Tech at Night: FBI, Facebook, FTC, Free Speech, Apple

On August 30, 2010, in General, by Neil Stevens
Tech at Night

Good evening (it’s still Monday night for those of us in the west at least). Let’s start off tonight by remembering when Barack Obama and the democrats complained about so-called domestic spying under the Bush administration? Well, a team of organizations went after the FBI for watching possibly terrorist Islamic organizations. The FBI responded by saying they don’t need to already believe an organization is breaking the law in order to begin preliminary spying on that organization.

Now I’ll be blunt: I think this IPS news service is bunk. But it makes me laugh to remember that using modern technology to gather information about terrorists was supposedly a horrible thing when George Bush did it, but now that Barack Obama is using actual live, in-person spies you have to go to radical fringe groups to find out it’s even happening and see the progressive outrage.

Wouldn’t it be easier, safer, and more respectful of our rights just to tap the phones of foreign terrorists, than to send people into houses of worship on false pretenses?

Moving on to more actions that would be screamed out as a gross disrespect of the Bill of Rights if Bush did it, but since Obama’s doing it you don’t hear a word from the left: the FTC wants to control speech online. According to Reason, we have to hope that the FTC will show forbearance and not use the power it’s claiming to its fullest extent. Hmm, where have we heard that before?

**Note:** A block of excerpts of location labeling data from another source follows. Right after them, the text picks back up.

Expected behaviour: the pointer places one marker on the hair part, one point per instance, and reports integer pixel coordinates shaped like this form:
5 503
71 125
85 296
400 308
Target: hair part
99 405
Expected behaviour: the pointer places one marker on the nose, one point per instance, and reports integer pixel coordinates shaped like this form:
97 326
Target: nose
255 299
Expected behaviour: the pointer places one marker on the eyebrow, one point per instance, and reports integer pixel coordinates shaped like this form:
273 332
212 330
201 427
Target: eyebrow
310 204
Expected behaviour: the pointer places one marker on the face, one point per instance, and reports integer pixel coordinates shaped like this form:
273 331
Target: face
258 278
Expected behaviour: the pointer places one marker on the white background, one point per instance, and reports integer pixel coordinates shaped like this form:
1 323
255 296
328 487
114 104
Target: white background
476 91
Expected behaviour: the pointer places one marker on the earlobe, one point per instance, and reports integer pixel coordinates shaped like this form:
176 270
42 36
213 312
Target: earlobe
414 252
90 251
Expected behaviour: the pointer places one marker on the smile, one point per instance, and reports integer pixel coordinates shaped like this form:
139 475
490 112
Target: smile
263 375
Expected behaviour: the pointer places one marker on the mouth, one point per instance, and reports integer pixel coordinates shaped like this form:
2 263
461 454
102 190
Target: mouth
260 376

In a great disappointment to some, iOS jailbreaks have been newly affirmed to be legal under the DMCA, but the leading iOS jailbreak developers are choosing not to break version 4.0.2, essentially allowing Apple’s new fixes to win out, and give Apple the control over the platform the firm seeks. Just another case of having the right to do something, but without the something being the right thing to do.

One last item tonight: Facebook’s already been under a great deal of pressure and criticism for failing to respect the community, but the firm is yet deciding to go after an organization of teachers to shut it down, siccing a team of corporate lawyers after them, rather than find some benevolent way to fix it while looking like the good guys. Apparently Facebook thinks they can do what they want with your data and that they need to own the word book despite its long history in the English language. I can’t conceive of how this is the right move when Google is surely going to make another run at promoting Google Buzz when possible.